We’re back to our it’s-still-winter-here weather. Yesterday’s temperatures peaked above 70 degrees. Today we’re hovering in the lower 40’s, with winds that feel bitter and harsh after yesterday’s warmth. The boys spent the morning with Dad outside. Tuesday and Thursday this week we had classes from one of the local schools come out for a morning sugar-tapping field trip. Josh took the parents, teachers, and kids down to the woods where the maple trees are. The boys stayed up by the fire, adding wood when needed and charged with the task of occasionally stirring the pot of boiling sap. I wasn’t completely comfortable leaving them like that, but if I were to wait until I was completely comfortable before I let them go again, all three of them would still be nursing at my breasts.

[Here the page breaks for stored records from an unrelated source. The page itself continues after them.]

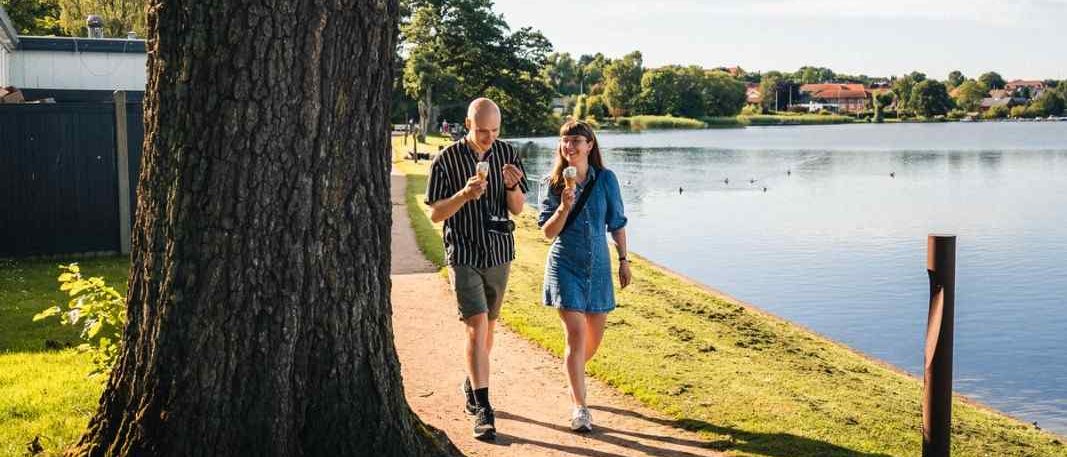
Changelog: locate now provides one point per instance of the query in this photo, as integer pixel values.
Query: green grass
(723, 122)
(791, 119)
(752, 383)
(44, 390)
(658, 122)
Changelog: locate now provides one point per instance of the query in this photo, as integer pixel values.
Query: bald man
(479, 245)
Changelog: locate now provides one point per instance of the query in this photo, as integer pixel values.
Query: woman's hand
(567, 200)
(624, 276)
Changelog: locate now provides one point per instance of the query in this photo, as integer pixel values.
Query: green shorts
(479, 289)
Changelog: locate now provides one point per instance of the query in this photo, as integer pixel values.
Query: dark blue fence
(59, 177)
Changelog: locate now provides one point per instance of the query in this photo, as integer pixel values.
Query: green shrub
(999, 111)
(101, 312)
(722, 122)
(797, 120)
(654, 122)
(751, 109)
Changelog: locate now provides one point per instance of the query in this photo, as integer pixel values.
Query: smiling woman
(577, 274)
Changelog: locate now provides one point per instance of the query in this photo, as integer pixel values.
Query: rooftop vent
(95, 26)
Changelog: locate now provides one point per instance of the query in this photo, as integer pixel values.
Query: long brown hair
(568, 129)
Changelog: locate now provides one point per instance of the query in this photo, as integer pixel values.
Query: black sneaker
(484, 425)
(471, 408)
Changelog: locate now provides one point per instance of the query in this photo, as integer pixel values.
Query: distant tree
(672, 90)
(722, 94)
(999, 111)
(810, 75)
(120, 16)
(969, 95)
(955, 79)
(904, 88)
(777, 92)
(661, 91)
(1020, 111)
(595, 107)
(929, 98)
(580, 108)
(992, 80)
(457, 49)
(880, 100)
(591, 73)
(622, 83)
(34, 17)
(1050, 103)
(562, 72)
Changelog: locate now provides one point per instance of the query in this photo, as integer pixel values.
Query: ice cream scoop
(570, 176)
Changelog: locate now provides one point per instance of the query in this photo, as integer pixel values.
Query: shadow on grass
(763, 444)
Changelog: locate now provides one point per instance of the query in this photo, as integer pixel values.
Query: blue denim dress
(577, 274)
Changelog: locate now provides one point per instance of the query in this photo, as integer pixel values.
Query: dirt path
(528, 388)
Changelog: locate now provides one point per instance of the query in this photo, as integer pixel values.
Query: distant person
(479, 245)
(576, 211)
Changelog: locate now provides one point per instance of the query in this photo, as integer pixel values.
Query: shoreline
(738, 373)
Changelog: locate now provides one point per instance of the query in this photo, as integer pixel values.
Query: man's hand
(474, 189)
(511, 175)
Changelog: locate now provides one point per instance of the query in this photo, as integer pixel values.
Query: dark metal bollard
(937, 375)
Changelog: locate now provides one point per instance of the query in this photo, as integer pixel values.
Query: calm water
(840, 246)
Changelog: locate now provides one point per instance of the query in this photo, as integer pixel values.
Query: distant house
(752, 95)
(840, 97)
(1000, 93)
(9, 41)
(1020, 87)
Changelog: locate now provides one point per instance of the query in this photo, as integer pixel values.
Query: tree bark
(259, 317)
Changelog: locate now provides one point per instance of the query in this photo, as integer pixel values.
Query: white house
(45, 65)
(9, 41)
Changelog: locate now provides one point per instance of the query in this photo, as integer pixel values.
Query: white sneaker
(582, 421)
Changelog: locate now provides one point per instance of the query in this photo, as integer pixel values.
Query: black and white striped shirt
(466, 239)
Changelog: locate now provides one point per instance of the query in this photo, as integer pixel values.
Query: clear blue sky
(1018, 38)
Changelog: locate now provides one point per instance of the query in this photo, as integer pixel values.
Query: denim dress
(577, 274)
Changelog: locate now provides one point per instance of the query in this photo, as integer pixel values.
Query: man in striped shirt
(479, 245)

Sometimes this sharing of children creates conflict. While I have my adventurous side and want my kids to be free and have experiences, I also tend to be more protective and worry more it come to their safety. Dads don’t seem to worry as noticeably, or in the same ways. They have different ways of parenting their young and introducing them to the ways of the world. In a perfect world these differences create a vibrant life, an entire family and community of harmony and balance. Even in an imperfect world this oftentimes happens. But in an imperfect world, we have to hurt a little more.
I had a chiropractor appointment this morning. Right now I’ve only got one more scheduled on the calendar. There are things I’ve liked and haven’t liked, which maybe I’ll write more about another day, but there is something to be said about the hope and belief that you are being helped, particularly in times of great desperation. It’s not just the adjustments, but the insights that are gained through the regular interactions. You learn a lot about healthcare when becoming a patient, one of the things being that consistency of care within the provider-patient relationship is in its own way healing.